Skip to content
All posts

How nreactive scans your repo for bugs

The scheduled scan inside nreactive is a small, boring pipeline — and that's the point. It has to be predictable, cheap to run, and quiet when there's nothing meaningful to report. This post walks through what happens when a scan fires, in the order it happens, so you can reason about what ends up in the model's context and what doesn't.

Step one: listing source files

A scan starts by pulling the file tree at the default branch. We walk the tree recursively, keep only the source extensions we care about (TypeScript, JavaScript, Python, Go, Rust, Ruby, Java, C#, PHP), and drop anything in node_modules, .next, dist, build, out, coverage, vendor, or files matching .min., .test., .spec., or .d.ts. Files smaller than 400 bytes are treated as re-export barrels and skipped; files above 60 KB are dropped because a single huge generated client would starve the rest of the budget.

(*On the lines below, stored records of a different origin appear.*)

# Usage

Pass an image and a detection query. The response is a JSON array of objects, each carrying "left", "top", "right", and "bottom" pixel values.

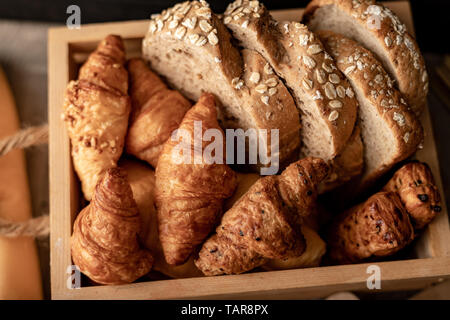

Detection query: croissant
[
  {"left": 383, "top": 162, "right": 441, "bottom": 230},
  {"left": 71, "top": 168, "right": 153, "bottom": 284},
  {"left": 63, "top": 35, "right": 130, "bottom": 200},
  {"left": 195, "top": 158, "right": 328, "bottom": 275},
  {"left": 328, "top": 192, "right": 414, "bottom": 264},
  {"left": 120, "top": 160, "right": 203, "bottom": 278},
  {"left": 224, "top": 173, "right": 326, "bottom": 270},
  {"left": 156, "top": 93, "right": 236, "bottom": 265},
  {"left": 126, "top": 59, "right": 191, "bottom": 168}
]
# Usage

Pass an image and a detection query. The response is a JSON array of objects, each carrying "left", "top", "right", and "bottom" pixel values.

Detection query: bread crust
[
  {"left": 143, "top": 1, "right": 300, "bottom": 170},
  {"left": 383, "top": 162, "right": 441, "bottom": 230},
  {"left": 302, "top": 0, "right": 428, "bottom": 114},
  {"left": 327, "top": 192, "right": 414, "bottom": 264},
  {"left": 224, "top": 0, "right": 357, "bottom": 160},
  {"left": 317, "top": 31, "right": 423, "bottom": 185}
]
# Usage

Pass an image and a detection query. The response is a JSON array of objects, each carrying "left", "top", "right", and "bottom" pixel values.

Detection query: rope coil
[{"left": 0, "top": 124, "right": 50, "bottom": 238}]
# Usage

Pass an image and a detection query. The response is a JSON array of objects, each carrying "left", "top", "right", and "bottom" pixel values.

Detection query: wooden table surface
[{"left": 0, "top": 20, "right": 450, "bottom": 299}]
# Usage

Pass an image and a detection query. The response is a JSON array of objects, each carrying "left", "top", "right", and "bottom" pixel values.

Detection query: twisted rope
[{"left": 0, "top": 124, "right": 50, "bottom": 238}]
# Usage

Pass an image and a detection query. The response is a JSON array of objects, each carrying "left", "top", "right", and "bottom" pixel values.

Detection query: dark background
[{"left": 0, "top": 0, "right": 450, "bottom": 53}]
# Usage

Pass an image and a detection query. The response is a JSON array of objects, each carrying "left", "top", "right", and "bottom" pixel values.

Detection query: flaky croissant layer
[{"left": 63, "top": 35, "right": 130, "bottom": 200}]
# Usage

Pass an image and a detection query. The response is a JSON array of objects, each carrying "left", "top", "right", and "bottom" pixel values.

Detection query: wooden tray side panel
[{"left": 48, "top": 2, "right": 450, "bottom": 299}]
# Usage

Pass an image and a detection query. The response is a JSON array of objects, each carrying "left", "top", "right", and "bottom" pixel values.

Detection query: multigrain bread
[
  {"left": 223, "top": 0, "right": 357, "bottom": 160},
  {"left": 318, "top": 125, "right": 364, "bottom": 194},
  {"left": 383, "top": 161, "right": 442, "bottom": 230},
  {"left": 303, "top": 0, "right": 428, "bottom": 114},
  {"left": 143, "top": 1, "right": 300, "bottom": 170},
  {"left": 327, "top": 192, "right": 414, "bottom": 264},
  {"left": 317, "top": 31, "right": 423, "bottom": 188}
]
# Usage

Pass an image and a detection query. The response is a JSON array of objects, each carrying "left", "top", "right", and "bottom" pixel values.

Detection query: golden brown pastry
[
  {"left": 319, "top": 125, "right": 364, "bottom": 194},
  {"left": 383, "top": 162, "right": 441, "bottom": 230},
  {"left": 327, "top": 192, "right": 414, "bottom": 264},
  {"left": 126, "top": 58, "right": 191, "bottom": 168},
  {"left": 63, "top": 35, "right": 130, "bottom": 200},
  {"left": 263, "top": 225, "right": 327, "bottom": 270},
  {"left": 195, "top": 158, "right": 328, "bottom": 275},
  {"left": 120, "top": 160, "right": 203, "bottom": 278},
  {"left": 156, "top": 93, "right": 236, "bottom": 265},
  {"left": 71, "top": 168, "right": 153, "bottom": 284},
  {"left": 224, "top": 173, "right": 326, "bottom": 270}
]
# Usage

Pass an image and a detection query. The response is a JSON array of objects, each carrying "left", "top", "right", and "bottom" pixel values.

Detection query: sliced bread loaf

Everything else gets a priority weight: API routes and framework entrypoints sit at the top, middleware and server files right behind, services and utilities in the middle, UI components toward the bottom. Depth and raw size apply small penalties. The top forty paths after weighting are what the scan actually considers.

Step two: budgeting

Forty paths is still too many for a single model call. We cap the per-run budget: fifteen files for free-plan scans, twenty-five for Pro. The prioritized list feeds that budget in order, which means the scan ends up reading the files most likely to matter first — and if the budget runs out, the low-priority tail is simply skipped for that run.

On long-running repositories we add one more signal: which files actually changed in the last thirty days. Those are moved to the front of the queue regardless of their base weight, because new bugs overwhelmingly live in new code. A component that hasn't been touched in two years is probably fine; the route added last week deserves a fresh set of eyes.

Step three: compression

Once the file contents are fetched, we pass them through a comment and blank-line compressor before handing them to the model. Comment-only lines and runs of blank lines are removed; code whitespace is preserved. On typical JavaScript and TypeScript projects with JSDoc this saves 20% to 35% tokens, which is meaningful across a multi-file scan.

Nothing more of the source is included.